DeFi’s use for money laundering skyrockets in 2021; $8.6B crypto laundered last year: Study

DeFi protocols received 17 per cent of all funds sent from illicit wallets in 2021, up from 2 per cent in 2020.
Cryptocurrencies laundered in 2021 has jumped 30 per cent, amid significant growth of both legitimate and illicit crypto activity last year, even as it had declined 40 per cent in 2020 from 2019. Going by the amount of cryptocurrency sent from illicit addresses to addresses hosted by services, cybercriminals laundered $8.6 billion worth of cryptocurrency in 2021, the second-highest in five years, in comparison to $6.6 billion in 2020 and $10.9 billion in 2019, said blockchain data platform Chainalysis on Wednesday in a preview to its 2022 Cyber Crime report.
Even as the amount laundered was just 0.05 per cent of all cryptocurrency transaction volume worth $15.8 trillion in 2021, it assumed significance as “money laundering is a plague on virtually all forms of economic value transfer, and to help law enforcement and compliance professionals be aware of just how much money laundering activity could theoretically move to cryptocurrency as adoption of the technology increases,” Chainalysis said.
However, the amount of money laundered in 2021 only accounts for funds derived from “cryptocurrency-native” crime, meaning cybercriminal activity such as darknet market sales or ransomware attacks in which profits are virtually always in cryptocurrency instead of fiat currency. “It’s more difficult to measure how much fiat currency derived from offline crime — traditional drug trafficking, for example — is converted into cryptocurrency to be laundered,” the study added.
Importantly, centralized exchanges for the first time since 2018, didn’t receive the majority of funds sent by illicit addresses last year.

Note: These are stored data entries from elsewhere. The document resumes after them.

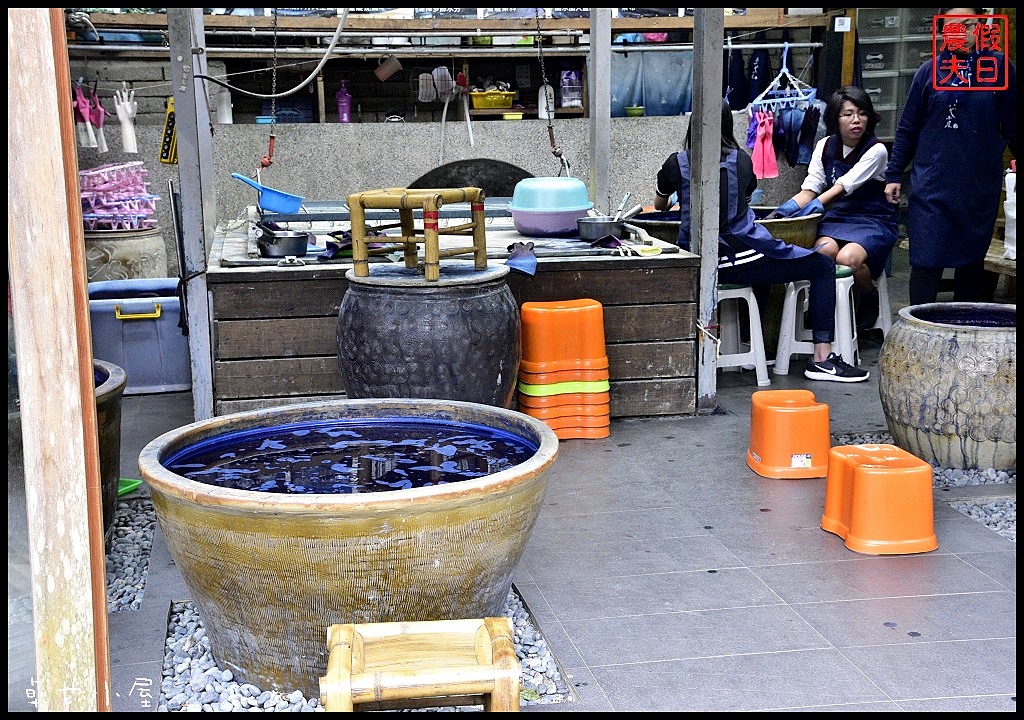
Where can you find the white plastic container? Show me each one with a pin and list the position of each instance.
(546, 102)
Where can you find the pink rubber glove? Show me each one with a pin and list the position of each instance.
(83, 124)
(96, 115)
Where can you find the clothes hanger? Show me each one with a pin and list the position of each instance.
(775, 95)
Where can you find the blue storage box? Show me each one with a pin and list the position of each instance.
(135, 327)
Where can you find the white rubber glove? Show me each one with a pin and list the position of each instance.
(126, 107)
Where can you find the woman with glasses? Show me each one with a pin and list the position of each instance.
(846, 182)
(953, 130)
(748, 254)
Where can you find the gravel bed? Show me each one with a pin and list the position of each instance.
(194, 682)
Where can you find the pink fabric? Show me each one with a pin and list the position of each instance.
(763, 157)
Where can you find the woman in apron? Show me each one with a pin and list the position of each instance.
(846, 181)
(750, 255)
(954, 135)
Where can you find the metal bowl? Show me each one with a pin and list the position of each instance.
(283, 243)
(598, 226)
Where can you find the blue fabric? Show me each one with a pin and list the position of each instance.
(811, 208)
(759, 74)
(668, 82)
(786, 209)
(808, 132)
(954, 139)
(627, 83)
(734, 79)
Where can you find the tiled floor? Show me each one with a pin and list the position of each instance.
(668, 576)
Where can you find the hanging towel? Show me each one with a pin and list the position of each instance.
(808, 132)
(759, 73)
(794, 122)
(765, 164)
(734, 79)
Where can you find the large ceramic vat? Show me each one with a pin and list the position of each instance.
(458, 338)
(111, 381)
(947, 380)
(269, 573)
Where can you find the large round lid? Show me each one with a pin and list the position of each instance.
(548, 194)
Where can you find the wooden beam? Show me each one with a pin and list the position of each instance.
(49, 298)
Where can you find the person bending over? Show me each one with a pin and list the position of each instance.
(750, 255)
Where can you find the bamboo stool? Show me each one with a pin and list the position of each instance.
(390, 666)
(430, 201)
(879, 499)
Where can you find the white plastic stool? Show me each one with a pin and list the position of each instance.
(731, 352)
(885, 320)
(795, 338)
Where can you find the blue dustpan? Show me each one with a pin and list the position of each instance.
(522, 258)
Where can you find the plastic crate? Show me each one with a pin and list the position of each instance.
(492, 98)
(135, 327)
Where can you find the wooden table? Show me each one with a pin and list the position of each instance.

Instead, it was decentralised finance (DeFi) with a bigger role in money laundering as DeFi protocols received 17 per cent of all funds sent from illicit wallets in 2021, up from 2 per cent in 2020. This 17 per cent was essentially a 1,964 per cent year-over-year increase in total value received by DeFi protocols from illicit addresses, reaching a total of $900 million in 2021.
Chainalysis noted that wallet addresses associated with theft sent just under half of their stolen funds to DeFi platforms which were over $750 million worth of crypto in total.
Not just money laundering, 2021 was a record year for crypto attacks as the number of incidents including breaches and frauds and the amount stolen in cryptocurrencies were highest in the past decade. Across 76 such incidents, $4.25 billion in cryptos was stolen in 2021 — the highest during the 2011-21 period, according to a report by the crypto transaction analysis and monitoring platform Crystal Blockchain. Overall, 226 incidents involving 120 security attacks, 73 decentralised finance (DeFI) protocol exploits, and 33 fraudulent schemes were reported during the said period with a total of around $12.1 billion in cryptos stolen.